Es a esto a lo que nos referimos, a que hasta para ‘cancelar’ a una celebridad hay machismo de por medio. El punto aquí no es defender o no la inocencia de Heard, sino que las mismas personas que apoyan el regreso de personajes tan nefastos como estos porque “merecen una segunda oportunidad”, no aplican lo que predican porque esta vez es una mujer quien violentó a su ídolo de la infancia, quien a propósito también fue violento con ella.

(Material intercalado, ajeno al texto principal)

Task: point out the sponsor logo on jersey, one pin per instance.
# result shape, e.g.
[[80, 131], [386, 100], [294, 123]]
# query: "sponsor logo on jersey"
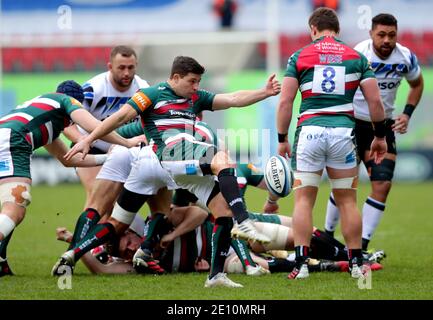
[[331, 58], [393, 70], [183, 114], [389, 85], [190, 169], [141, 100]]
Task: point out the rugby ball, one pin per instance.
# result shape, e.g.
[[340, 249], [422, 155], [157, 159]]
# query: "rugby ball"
[[278, 176]]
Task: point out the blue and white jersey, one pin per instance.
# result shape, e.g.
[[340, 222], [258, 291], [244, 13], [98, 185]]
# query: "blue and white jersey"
[[389, 73], [101, 99]]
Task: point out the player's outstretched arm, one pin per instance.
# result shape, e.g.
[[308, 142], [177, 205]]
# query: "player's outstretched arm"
[[371, 94], [284, 114], [415, 92], [58, 149], [244, 98], [101, 130]]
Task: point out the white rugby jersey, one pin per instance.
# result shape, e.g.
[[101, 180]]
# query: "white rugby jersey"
[[389, 73], [101, 99]]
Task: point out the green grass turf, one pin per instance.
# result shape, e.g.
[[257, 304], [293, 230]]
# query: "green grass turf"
[[405, 234]]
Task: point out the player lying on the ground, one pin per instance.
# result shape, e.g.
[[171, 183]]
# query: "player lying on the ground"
[[196, 252], [169, 111], [34, 124]]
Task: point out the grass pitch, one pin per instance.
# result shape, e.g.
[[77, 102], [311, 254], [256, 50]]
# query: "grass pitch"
[[404, 233]]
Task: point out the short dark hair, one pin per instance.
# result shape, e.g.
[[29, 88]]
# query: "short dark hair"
[[124, 51], [72, 89], [385, 19], [183, 65], [324, 19]]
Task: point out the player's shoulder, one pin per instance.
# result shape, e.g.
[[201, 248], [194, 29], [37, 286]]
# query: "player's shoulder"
[[59, 99], [402, 51], [97, 83], [140, 83], [364, 46]]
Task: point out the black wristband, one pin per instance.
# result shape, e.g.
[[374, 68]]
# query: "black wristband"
[[409, 109], [379, 129], [282, 137]]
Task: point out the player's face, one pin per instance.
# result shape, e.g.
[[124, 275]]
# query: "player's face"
[[384, 39], [128, 245], [123, 70], [188, 85]]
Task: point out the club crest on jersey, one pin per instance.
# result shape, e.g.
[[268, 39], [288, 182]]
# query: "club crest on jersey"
[[75, 102]]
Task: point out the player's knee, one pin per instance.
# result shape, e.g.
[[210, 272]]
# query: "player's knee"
[[380, 189], [15, 192], [277, 233], [344, 183], [220, 161], [381, 172], [305, 179]]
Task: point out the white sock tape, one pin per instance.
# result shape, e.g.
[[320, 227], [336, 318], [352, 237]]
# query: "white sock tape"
[[344, 183], [6, 225]]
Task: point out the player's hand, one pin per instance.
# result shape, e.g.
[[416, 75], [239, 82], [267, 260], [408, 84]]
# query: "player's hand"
[[82, 146], [273, 86], [270, 207], [284, 149], [378, 149], [401, 123], [136, 141], [166, 240], [63, 234]]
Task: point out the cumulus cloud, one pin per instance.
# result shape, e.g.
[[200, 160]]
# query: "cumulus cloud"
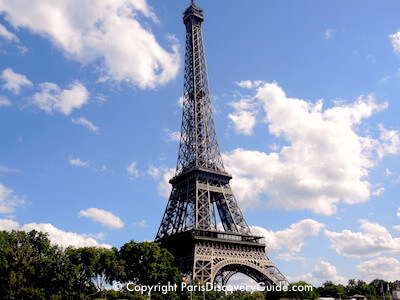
[[387, 268], [321, 273], [14, 81], [107, 32], [292, 238], [7, 35], [248, 84], [243, 121], [4, 102], [76, 161], [8, 201], [4, 169], [373, 240], [326, 159], [395, 38], [52, 98], [56, 236], [8, 225], [64, 238], [103, 217], [86, 123]]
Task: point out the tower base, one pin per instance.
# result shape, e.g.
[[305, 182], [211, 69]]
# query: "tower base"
[[215, 256]]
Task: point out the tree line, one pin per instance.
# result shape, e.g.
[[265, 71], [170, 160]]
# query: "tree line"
[[32, 268]]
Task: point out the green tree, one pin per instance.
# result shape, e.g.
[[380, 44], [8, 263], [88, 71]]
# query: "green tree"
[[329, 289], [300, 290], [148, 264]]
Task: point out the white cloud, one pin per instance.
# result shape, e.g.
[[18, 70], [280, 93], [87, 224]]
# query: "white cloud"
[[9, 36], [8, 225], [329, 33], [292, 238], [86, 123], [395, 38], [108, 33], [103, 217], [64, 238], [53, 98], [378, 191], [76, 161], [326, 160], [131, 169], [321, 273], [244, 121], [288, 256], [386, 268], [8, 201], [4, 102], [56, 236], [373, 240], [13, 81], [248, 84], [4, 169]]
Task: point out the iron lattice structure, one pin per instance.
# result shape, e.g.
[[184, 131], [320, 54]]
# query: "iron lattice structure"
[[201, 196]]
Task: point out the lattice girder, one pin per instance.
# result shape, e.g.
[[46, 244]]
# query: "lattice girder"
[[201, 196]]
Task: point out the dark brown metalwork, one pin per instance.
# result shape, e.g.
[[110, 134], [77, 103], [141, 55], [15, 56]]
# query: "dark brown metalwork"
[[201, 196]]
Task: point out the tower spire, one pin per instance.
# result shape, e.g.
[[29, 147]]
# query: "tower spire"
[[201, 196]]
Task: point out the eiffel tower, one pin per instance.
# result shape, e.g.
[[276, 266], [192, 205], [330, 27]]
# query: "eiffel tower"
[[203, 226]]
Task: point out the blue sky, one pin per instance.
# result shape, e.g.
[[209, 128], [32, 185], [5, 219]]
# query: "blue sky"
[[306, 98]]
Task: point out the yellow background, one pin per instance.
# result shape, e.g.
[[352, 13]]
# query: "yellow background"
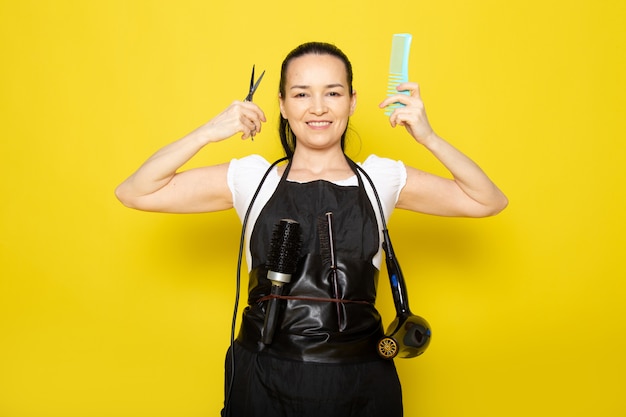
[[109, 312]]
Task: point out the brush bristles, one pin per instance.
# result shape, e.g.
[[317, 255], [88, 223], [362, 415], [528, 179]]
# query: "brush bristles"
[[284, 247]]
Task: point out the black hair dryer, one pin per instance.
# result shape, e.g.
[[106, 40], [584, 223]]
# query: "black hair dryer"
[[408, 335]]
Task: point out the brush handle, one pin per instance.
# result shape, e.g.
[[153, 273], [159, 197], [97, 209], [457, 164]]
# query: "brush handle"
[[271, 315]]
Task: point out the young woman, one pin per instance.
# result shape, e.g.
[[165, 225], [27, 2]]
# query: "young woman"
[[322, 360]]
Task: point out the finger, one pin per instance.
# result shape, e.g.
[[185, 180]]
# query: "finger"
[[410, 87]]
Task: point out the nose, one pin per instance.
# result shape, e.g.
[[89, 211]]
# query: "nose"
[[318, 105]]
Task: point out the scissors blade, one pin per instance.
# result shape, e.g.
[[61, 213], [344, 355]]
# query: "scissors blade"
[[254, 87], [251, 80]]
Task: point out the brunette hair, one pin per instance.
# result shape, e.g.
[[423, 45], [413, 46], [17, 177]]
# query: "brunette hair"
[[287, 137]]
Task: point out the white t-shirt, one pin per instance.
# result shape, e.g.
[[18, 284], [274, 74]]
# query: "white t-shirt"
[[244, 175]]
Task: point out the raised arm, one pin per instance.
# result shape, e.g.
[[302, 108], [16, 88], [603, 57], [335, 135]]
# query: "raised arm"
[[158, 186], [469, 193]]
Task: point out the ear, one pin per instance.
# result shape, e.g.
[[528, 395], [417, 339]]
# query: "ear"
[[352, 103], [281, 104]]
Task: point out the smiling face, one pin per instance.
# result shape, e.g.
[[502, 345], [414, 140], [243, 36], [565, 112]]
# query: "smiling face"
[[317, 101]]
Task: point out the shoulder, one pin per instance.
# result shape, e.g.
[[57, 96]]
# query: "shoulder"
[[385, 171], [250, 163]]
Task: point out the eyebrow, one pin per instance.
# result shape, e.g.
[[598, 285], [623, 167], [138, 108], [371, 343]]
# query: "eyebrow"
[[304, 87]]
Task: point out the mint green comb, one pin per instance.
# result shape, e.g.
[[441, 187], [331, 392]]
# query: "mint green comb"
[[398, 67]]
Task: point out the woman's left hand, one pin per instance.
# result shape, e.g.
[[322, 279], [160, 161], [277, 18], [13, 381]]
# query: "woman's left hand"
[[412, 115]]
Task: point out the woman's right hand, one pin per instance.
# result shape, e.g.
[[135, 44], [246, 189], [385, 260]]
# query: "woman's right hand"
[[242, 117]]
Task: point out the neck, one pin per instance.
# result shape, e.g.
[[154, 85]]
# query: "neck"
[[308, 166]]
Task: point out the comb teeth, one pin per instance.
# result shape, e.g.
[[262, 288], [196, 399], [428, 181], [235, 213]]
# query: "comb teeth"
[[398, 67]]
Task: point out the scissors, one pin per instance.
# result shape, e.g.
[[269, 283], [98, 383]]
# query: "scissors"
[[253, 85]]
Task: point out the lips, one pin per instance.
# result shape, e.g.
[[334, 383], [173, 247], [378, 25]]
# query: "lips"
[[320, 123]]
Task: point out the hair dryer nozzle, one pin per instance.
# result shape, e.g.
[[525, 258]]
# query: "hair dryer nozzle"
[[408, 336]]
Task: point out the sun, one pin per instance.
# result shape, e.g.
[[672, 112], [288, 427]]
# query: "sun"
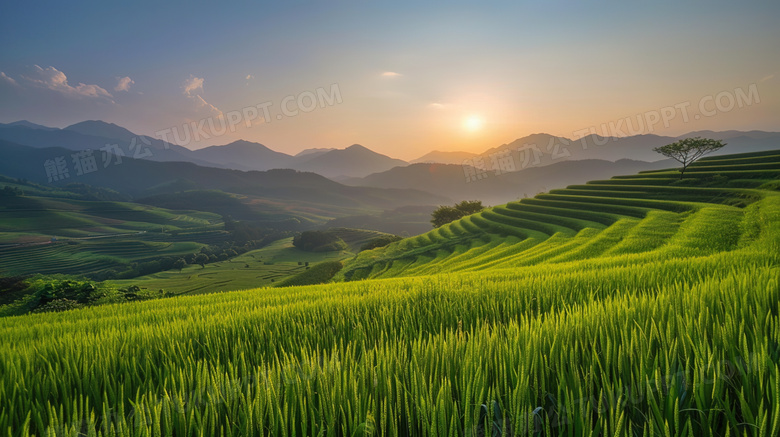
[[473, 123]]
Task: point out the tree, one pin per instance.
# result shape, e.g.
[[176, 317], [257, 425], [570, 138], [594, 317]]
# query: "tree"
[[688, 150], [446, 214], [319, 241], [201, 259]]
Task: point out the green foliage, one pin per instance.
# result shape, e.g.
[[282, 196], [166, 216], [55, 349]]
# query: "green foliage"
[[447, 214], [319, 241], [9, 191], [380, 242], [688, 150], [318, 274], [60, 293]]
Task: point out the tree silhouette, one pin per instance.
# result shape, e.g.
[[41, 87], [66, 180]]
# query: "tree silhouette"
[[688, 150], [446, 214]]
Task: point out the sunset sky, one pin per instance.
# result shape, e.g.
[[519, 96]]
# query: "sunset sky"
[[411, 76]]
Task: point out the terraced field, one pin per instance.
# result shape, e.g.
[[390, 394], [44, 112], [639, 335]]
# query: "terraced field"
[[92, 236], [639, 217], [637, 306]]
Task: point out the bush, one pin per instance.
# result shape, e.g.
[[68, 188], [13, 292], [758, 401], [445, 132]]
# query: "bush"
[[380, 242], [318, 241], [318, 274]]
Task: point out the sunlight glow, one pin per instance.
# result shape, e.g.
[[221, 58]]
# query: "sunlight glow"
[[473, 123]]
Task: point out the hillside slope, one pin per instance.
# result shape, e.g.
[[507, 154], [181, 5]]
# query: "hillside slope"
[[647, 215]]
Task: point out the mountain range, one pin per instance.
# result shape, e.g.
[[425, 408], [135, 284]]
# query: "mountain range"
[[525, 166]]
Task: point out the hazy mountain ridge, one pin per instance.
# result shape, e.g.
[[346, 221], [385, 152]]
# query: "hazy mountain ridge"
[[450, 180], [139, 177], [355, 162]]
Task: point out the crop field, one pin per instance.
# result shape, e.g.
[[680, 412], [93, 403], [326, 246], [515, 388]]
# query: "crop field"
[[37, 219], [635, 309]]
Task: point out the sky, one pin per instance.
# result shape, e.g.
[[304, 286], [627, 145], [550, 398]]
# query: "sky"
[[401, 78]]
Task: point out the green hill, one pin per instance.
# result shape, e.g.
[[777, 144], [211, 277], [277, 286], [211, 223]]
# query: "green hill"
[[638, 305], [648, 215]]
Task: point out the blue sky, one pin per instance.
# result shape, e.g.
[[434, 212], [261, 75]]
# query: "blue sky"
[[411, 77]]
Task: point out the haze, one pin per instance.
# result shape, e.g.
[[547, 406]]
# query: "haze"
[[411, 77]]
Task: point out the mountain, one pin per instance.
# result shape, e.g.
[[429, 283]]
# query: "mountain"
[[439, 157], [315, 151], [88, 136], [97, 128], [29, 124], [451, 180], [140, 177], [544, 149], [354, 161], [244, 155]]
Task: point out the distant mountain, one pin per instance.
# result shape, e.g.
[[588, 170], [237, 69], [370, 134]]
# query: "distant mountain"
[[97, 128], [314, 152], [244, 155], [439, 157], [28, 124], [354, 161], [140, 178], [451, 180], [545, 149], [87, 136]]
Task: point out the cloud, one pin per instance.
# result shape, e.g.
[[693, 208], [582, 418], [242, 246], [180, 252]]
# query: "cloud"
[[123, 84], [55, 80], [193, 87], [8, 79]]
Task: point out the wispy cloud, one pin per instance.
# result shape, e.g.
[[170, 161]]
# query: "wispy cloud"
[[123, 84], [55, 80], [8, 79], [193, 87]]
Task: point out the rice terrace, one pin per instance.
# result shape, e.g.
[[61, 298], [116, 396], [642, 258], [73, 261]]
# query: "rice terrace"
[[177, 277]]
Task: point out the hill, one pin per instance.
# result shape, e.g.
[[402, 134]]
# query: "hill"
[[643, 215], [451, 180], [354, 161], [637, 305], [138, 177], [244, 155], [438, 157]]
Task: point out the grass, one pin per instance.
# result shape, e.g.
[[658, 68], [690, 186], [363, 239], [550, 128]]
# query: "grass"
[[666, 323], [257, 268]]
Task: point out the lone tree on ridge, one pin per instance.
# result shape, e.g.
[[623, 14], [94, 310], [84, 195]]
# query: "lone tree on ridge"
[[688, 150]]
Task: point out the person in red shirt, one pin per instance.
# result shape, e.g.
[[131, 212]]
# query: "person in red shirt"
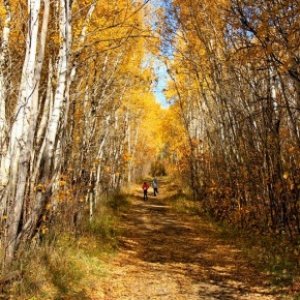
[[145, 188]]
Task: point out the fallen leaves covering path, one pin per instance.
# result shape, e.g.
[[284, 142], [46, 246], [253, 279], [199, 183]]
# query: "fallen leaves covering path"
[[167, 255]]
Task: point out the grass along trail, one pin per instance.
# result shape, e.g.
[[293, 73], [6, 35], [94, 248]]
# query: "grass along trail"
[[165, 254]]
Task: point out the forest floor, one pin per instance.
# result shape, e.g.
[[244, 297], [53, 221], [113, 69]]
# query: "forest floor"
[[167, 254]]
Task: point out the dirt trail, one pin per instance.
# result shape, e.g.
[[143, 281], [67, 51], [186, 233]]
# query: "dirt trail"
[[167, 255]]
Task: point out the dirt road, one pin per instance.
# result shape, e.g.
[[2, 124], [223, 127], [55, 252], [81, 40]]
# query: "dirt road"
[[168, 255]]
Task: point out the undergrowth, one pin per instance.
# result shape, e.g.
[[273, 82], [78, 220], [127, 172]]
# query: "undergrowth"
[[274, 255], [70, 266]]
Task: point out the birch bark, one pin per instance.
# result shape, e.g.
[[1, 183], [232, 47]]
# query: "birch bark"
[[4, 50], [22, 132]]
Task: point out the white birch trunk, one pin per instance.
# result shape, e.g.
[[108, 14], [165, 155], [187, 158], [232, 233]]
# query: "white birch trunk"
[[21, 139], [61, 93], [4, 48]]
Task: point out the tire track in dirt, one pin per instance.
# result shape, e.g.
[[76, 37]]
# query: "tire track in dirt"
[[165, 255]]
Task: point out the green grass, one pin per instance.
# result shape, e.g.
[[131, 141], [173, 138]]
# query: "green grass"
[[70, 267]]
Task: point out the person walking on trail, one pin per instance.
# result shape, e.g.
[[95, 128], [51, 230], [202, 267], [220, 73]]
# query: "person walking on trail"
[[155, 186], [145, 188]]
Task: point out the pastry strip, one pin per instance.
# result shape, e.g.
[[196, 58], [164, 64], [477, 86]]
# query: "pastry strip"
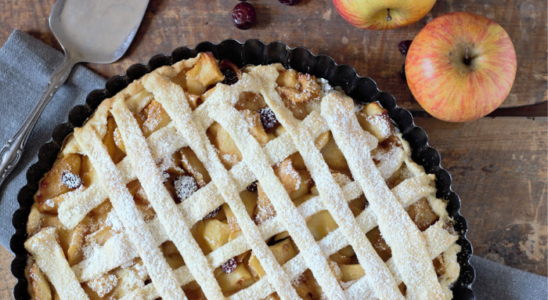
[[256, 160], [52, 262], [407, 244], [162, 276], [173, 100], [376, 272], [166, 210]]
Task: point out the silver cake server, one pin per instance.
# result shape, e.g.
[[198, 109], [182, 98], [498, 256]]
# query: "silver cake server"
[[95, 31]]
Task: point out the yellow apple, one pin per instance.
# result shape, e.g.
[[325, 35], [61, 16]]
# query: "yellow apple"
[[383, 14], [461, 66]]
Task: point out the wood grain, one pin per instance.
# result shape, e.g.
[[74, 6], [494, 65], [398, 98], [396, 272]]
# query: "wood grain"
[[7, 281], [499, 169], [314, 24]]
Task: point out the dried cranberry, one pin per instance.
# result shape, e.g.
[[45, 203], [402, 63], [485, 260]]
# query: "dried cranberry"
[[230, 265], [70, 180], [289, 2], [403, 46], [252, 187], [402, 72], [230, 76], [243, 15], [268, 118]]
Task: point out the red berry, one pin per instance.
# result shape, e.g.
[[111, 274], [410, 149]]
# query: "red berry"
[[403, 46], [212, 213], [290, 2], [252, 187], [243, 15], [229, 266], [268, 118]]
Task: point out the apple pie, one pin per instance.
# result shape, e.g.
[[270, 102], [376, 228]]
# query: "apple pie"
[[202, 180]]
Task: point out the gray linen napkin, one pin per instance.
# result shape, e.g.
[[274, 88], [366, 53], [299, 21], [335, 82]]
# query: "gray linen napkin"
[[25, 66]]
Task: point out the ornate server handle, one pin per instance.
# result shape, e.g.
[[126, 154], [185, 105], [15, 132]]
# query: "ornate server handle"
[[13, 150]]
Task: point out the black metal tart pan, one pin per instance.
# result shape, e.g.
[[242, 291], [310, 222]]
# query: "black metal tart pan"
[[255, 52]]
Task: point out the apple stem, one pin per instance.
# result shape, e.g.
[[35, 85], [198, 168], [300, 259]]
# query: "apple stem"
[[467, 56]]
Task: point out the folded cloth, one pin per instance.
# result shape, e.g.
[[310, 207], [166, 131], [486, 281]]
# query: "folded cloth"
[[25, 66]]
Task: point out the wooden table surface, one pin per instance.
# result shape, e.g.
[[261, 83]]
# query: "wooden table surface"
[[498, 164]]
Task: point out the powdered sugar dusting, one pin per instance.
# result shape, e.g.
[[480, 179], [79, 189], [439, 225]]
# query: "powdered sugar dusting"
[[276, 151], [70, 180], [103, 285]]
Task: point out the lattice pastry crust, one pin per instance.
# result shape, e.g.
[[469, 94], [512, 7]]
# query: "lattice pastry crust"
[[204, 181]]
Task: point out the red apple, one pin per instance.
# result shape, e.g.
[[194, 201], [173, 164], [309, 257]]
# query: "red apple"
[[383, 14], [461, 66]]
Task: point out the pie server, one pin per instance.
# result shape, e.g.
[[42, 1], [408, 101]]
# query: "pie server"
[[94, 31]]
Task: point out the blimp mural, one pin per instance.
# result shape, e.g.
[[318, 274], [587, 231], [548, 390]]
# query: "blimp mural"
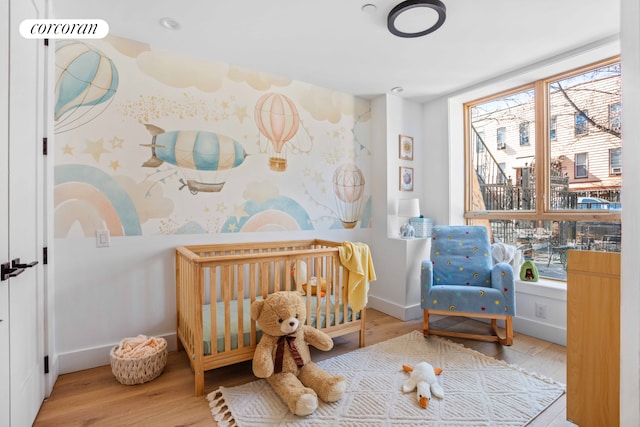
[[85, 80], [204, 158]]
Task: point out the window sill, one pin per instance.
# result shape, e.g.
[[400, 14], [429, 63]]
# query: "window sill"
[[554, 289]]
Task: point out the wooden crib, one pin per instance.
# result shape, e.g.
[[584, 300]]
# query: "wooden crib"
[[215, 285]]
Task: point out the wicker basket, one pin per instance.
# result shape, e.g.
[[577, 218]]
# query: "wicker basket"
[[130, 371]]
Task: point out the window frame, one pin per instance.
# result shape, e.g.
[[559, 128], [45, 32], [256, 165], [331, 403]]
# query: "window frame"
[[500, 142], [542, 210], [523, 133], [615, 116], [553, 127]]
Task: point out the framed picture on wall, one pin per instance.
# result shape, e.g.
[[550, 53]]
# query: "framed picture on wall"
[[406, 179], [406, 147]]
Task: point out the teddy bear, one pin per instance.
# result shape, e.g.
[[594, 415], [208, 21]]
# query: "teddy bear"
[[423, 378], [282, 355]]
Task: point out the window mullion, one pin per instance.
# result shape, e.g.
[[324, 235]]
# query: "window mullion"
[[542, 148]]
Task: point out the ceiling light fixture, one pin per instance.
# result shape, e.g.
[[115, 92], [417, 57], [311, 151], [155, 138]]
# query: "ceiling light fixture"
[[170, 24], [416, 18]]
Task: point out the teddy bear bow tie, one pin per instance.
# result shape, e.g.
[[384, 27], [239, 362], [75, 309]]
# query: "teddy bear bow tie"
[[280, 353]]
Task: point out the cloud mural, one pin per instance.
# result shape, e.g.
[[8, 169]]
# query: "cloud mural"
[[180, 72], [325, 104], [127, 47], [95, 200], [179, 123], [258, 81]]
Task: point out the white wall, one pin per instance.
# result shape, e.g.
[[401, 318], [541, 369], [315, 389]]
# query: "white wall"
[[444, 166], [397, 261], [630, 292], [106, 294]]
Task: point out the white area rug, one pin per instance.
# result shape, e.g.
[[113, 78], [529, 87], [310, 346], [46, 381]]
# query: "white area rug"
[[479, 391]]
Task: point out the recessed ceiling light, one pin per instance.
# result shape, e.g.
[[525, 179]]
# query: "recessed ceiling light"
[[415, 18], [170, 24]]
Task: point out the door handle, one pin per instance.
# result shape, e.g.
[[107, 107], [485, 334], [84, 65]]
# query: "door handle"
[[6, 272], [16, 264]]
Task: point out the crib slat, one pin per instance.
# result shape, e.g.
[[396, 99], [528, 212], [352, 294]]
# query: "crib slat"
[[241, 273]]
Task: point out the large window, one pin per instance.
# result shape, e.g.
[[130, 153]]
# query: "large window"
[[615, 161], [557, 186]]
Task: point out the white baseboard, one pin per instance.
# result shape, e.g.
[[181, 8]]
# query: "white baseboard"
[[97, 356], [543, 331]]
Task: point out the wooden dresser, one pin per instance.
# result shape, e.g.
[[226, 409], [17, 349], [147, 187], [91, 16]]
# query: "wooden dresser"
[[593, 338]]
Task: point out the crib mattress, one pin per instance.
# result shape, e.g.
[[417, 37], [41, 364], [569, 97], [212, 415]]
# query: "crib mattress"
[[246, 328]]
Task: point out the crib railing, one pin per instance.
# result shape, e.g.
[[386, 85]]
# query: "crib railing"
[[229, 277]]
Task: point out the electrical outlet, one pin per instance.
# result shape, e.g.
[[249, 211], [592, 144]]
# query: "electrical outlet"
[[103, 239], [541, 311]]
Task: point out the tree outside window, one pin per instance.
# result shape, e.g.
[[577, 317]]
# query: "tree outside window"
[[614, 116], [565, 194]]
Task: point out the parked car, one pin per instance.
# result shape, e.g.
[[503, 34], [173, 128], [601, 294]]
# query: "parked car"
[[592, 203]]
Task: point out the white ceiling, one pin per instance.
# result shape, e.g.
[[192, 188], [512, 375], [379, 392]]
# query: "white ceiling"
[[334, 44]]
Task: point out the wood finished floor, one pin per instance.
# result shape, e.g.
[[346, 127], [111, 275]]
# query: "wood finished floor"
[[94, 398]]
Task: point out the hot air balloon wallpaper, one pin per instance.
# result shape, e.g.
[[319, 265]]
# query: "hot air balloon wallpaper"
[[85, 80], [204, 158], [348, 187], [277, 119]]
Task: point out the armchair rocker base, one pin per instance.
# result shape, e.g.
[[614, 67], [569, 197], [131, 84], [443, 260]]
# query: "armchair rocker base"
[[494, 337]]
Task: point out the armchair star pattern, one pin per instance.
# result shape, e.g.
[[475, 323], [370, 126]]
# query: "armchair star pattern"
[[460, 279]]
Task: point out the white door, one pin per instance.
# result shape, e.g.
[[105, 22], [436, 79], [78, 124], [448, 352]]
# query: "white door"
[[25, 218], [4, 220]]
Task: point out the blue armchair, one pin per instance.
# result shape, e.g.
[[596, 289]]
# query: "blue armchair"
[[461, 279]]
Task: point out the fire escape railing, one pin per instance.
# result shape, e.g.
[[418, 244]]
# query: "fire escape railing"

Con esto dicho, el caso migró de un apoyo a Depp a una excusa para seguir perpetuando discursos machistas, para desestimar las denuncias por violencias basadas en género y para seguir diciendo que “no son todos los hombres” (not all men). Es aquí donde nos damos cuenta de que en realidad no les importan las víctimas, de ser así no se empeñarían en separar la obra del artista cuando su actor o músico favorito comete delitos de esta índole. Lo que les importa es seguir cubriéndose las espaldas y aprovechar la situación para decir que las mujeres también podemos ser abusivas, cuando nunca lo hemos negado.

A pesar de que Hollywood ha tomado medidas para asegurarse de que Spacey, Franco e incluso Alec Baldwin no vuelvan a participar en las producciones que allí se gestan, todavía queda mucho por avanzar, especialmente cuando castiga a Will Smith por una bofetada pero continúa celebrando a Roman Polanski y Woody Allen. Es igual de reprochable la hipocresía que maneja el festival más importante del cine: de puertas para afuera permite las protestas de colectivas feministas en contra de la violencia machista asesina, pero de puertas para adentro es un ambiente seguro para los agresores.

Todavía no se sabe si las escenas de Heard fueron recortadas de Aquaman 2 como ella misma lo comentó durante su espacio para testificar, pero de ser así, ¿en el futuro se le concederá una segunda oportunidad como a los actores mencionados arriba? Solo el tiempo lo dirá.